对不起了风哥,为了妹妹的未来和大团结,原谅妹妹昧良心。

沈清州狐疑地看着她,“真的?可你们……”那么亲密。

最后几个字,他生生咽了回去,到底是说不出口。

只见姑娘眉眼笼上失落之意,握着他的手也松开了些。

“沈大哥不信的话,那就算了,也是,要是对方不信的话,说再多又有什么用呢?”

说着,那只手似乎又冷了几分,要从他指间脱离。

沈清州哪见过这场面,连忙将那手握紧,用温热的掌心将她冰凉的小手包住。

“我、我这不是不信姑娘,这、我,本就是我说要追求姑娘,只是,这,李队长毕竟才是名正言顺的……”

他急得连话都说不明白了,慌乱地捉着她两只手,一边想解释又要一边字字斟酌,搞到最后无与伦比。

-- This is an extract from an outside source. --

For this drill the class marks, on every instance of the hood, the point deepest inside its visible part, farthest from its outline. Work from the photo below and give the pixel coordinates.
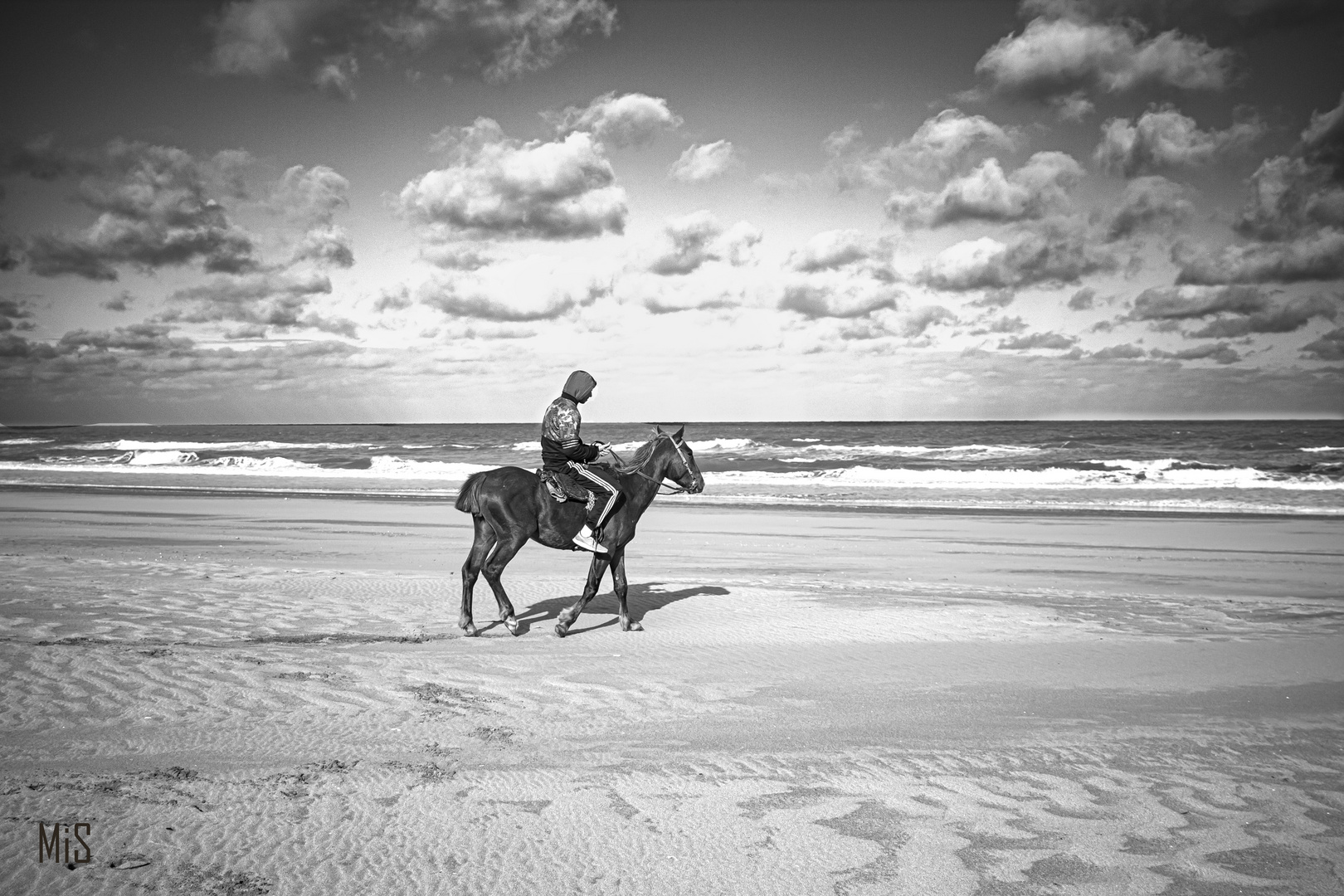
(580, 384)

按道理,他本该可以趁这个机会跟这姑娘划清界限,反正外人什么都不知道,只要他俩都把嘴闭紧,他就不必再为毁了人姑娘清白自责,她也能有更好的归宿。

他这两天辗转反侧地睡不着觉,心里头都憋着这事儿琢磨。

这是最好的办法,两全其美,他合该乐意这么做才是,何况不过是几日的情谊,两夜的露水之欢,放眼望去人生漫漫,只当是昙花一现的情缘便罢。

他给这最合适的缘由找了一套又一套的说辞,不管怎么看都是个天衣无缝的法子。

可他心里就是堵着,不管怎么宽慰都是堵着,一口气喘不上来似的,闷得人难受。